Последняя фраза прозвучала утверждением, а не вопросом.
Патриция кивнула.
Пауло несколько смешался и отвел глаза в сторону.
– Как это печально – терять того, кого любишь, – задумчиво произнес он.
Патриция посмотрела в ту же сторону, что и он, ожидая увидеть на стене портрет его покойной супруги, – но в ужасе обнаружила, что Пауло смотрит на чучело лошадиной головы, повешенное на стену.
– О Господи, – невольно пробормотала она.
– Это Аманта, – пояснил Мигель. – Отец ее любил больше всего на свете.
– Да, вздохнул Пауло, – я любил эту лошадь. – На лице у него промелькнуло выражение подлинного счастья. – И она тоже любила меня. Я был просто не в силах расстаться с нею. Этот столик держится на ее ногах…
Патриция с изумлением увидела, как он гладит одну из лошадиных ног, на которые была водружена деревянная столешница. А он уже показывал ей темное покрывало, раскинутое на постели.

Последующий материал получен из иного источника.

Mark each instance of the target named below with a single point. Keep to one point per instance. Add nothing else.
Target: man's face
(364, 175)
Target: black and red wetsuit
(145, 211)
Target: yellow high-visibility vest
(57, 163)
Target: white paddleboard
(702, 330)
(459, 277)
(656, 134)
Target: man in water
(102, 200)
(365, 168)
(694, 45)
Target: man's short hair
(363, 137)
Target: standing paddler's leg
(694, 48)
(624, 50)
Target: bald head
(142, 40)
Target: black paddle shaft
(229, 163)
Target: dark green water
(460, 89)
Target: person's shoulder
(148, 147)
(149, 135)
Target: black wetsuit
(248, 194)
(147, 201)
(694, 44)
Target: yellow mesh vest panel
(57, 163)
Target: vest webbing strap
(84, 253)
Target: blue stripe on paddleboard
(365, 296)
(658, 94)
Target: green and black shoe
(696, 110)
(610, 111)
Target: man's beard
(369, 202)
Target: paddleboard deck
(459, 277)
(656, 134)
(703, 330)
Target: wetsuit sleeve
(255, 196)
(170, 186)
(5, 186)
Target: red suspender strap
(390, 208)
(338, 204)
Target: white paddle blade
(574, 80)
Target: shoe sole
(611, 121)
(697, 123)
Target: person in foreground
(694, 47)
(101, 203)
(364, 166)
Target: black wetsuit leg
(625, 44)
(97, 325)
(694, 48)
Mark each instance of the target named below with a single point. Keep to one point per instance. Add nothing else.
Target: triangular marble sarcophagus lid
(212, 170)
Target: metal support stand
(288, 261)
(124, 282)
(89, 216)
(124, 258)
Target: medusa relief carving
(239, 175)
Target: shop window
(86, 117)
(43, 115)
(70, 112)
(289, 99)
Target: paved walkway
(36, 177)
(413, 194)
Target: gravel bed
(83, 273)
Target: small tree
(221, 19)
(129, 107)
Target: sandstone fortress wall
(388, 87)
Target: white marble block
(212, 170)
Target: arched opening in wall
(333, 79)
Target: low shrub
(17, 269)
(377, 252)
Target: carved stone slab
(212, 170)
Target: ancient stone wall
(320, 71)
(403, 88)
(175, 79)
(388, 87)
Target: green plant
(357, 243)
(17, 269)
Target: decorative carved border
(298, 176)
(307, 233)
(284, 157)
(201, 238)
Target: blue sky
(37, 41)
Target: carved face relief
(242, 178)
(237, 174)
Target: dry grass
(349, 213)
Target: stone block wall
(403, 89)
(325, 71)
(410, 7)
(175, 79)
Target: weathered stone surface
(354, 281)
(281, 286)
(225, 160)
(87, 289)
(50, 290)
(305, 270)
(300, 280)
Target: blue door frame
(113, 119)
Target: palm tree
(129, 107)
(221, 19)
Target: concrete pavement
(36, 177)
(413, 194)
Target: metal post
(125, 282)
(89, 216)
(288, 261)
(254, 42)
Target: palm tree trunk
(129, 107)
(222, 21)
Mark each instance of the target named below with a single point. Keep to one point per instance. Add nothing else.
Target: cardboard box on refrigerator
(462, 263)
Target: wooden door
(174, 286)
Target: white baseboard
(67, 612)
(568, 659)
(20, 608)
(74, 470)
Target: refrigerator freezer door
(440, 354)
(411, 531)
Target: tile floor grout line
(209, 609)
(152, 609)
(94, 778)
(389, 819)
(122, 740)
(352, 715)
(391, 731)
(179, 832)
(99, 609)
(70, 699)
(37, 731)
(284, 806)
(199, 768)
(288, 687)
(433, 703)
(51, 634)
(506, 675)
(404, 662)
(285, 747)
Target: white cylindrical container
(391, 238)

– Когда я просыпаюсь по утрам, мои ноги прикасаются к ее шкуре.
Патриция утратила дар речи.
– Разумеется, – продолжил Пауло, – на свете есть множество прекрасных женщин. Но по-настоящему любишь все равно только одну! – Он бросил взгляд на Мигеля. – Аманта была белым облаком… – Его голос опять налился силой. – Когда я сидел на ней верхом, я казался себе богом!
Патриция в душе нашла все это чересчур причудливым, но ей до сих пор не доводилось слышать, чтобы человек говорил о лошади с таким благоговением.
И вдруг лицо Пауло стало пепельно-серым, а рука скрючилась и затряслась, шаря по столу.
– Отец, – твердо сказал Мигель, – сейчас тебе нужно лечь и поспать, и пусть тебе приснится Аманта. А Патриции надо освежиться после утомительного путешествия.